Data Loss Prevention (DLP)

PII Data Discovery and De-Identification

Protecting Data at Risk with Data Loss Prevention


Data loss prevention (DLP) activities start with the profiling of data at risk, be it in motion or at rest. Next is the protection of that data with the proper application of security functions and protocols.


Leading DLP solutions offer scanning, filtering, highlighting, and monitoring solutions (to enforce protections) for data at risk. The granular data discovery and de-identification technology in these products:

  • IRI FieldShield for finding and statically masking data in DBs and files
  • IRI CellShield for doning the same in Excel spreadsheets
  • IRI DarkShield for finding and protecting data in unstructured sources
  • IRI Voracity for all of the above, and for managing big and small data in Eclipse™


can work alone or in tandem with other DLP solutions to allow authorized users to profile (classify), protect (mask), and prove (audit) they acted to prevent -- or at least nullify -- the loss of sensitive data.

Profile (Classify)

Discover sensitive data and its metadata through pattern and fuzzy-match searches of multiple sources. Identify, isolate, diagram and report on data at risk in databases, flat files, or Excel. Your own data governance efforts and application modeling tools like Global IDs and Micro Focus APM can also help.

Once data are in flat files or databases, IRI FieldShield can protect it from misuse. Built-in data format (composite) templates and range evaluation (selection) capabilities provide for content-aware identification and validation of columnar values.

Protect (Mask)

Choose and apply built-in or custom data masking functions for sensitive fields.

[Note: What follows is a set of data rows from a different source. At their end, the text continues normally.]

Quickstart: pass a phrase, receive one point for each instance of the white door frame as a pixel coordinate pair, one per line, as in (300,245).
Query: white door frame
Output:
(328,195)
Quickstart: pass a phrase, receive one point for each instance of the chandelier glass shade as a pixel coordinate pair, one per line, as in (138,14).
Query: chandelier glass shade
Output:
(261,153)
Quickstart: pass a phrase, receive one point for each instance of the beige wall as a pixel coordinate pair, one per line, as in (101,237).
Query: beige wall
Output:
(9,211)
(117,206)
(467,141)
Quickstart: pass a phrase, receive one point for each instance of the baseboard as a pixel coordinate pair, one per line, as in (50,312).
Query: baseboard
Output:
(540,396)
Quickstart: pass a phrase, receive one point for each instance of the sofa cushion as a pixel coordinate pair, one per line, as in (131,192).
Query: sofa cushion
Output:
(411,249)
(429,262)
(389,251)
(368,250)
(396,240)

Choose which function to apply based on your need for:

  • Security - how strong the encryption or other algorithm needs to be
  • Speed - which functions conceal data (and/or reveal) faster
  • Reversibility - whether you need to re-identify the data later
  • Appearance - if the ciphertext needs to retain the original format

Apply these functions ad hoc, or en masse using rules. For example, use pattern-matching expressions to automatically apply a format-preserving encryption key to certain tables, while using another key on others.

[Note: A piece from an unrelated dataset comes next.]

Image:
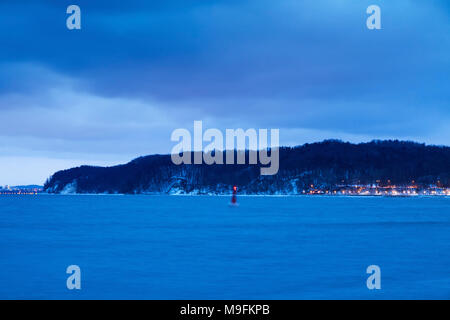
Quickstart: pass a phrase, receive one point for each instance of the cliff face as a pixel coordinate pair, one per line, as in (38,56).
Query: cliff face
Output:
(324,165)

Direct the output to the same source or new target. Assert both data- and role-based access controls that persist, wherever the data may later exist. This goes well beyond what other encryption-only or DLP-centric solution providers offer.

Prove (Audit)

 Verify that you protected or de-identified the data at risk with statistical output and an audit trail. Job stats show column names, number of rows input/protected/output, and more.
The job specification script itself is self-documenting and easy to review in a text editor or in the GUI. It is also automatically integrated into a query-ready XML audit file. That log file also contains system information; e.g. who ran the job, where, and when.
Together with the sources and targets they identify, these records help validate the work you did to comply with data privacy laws.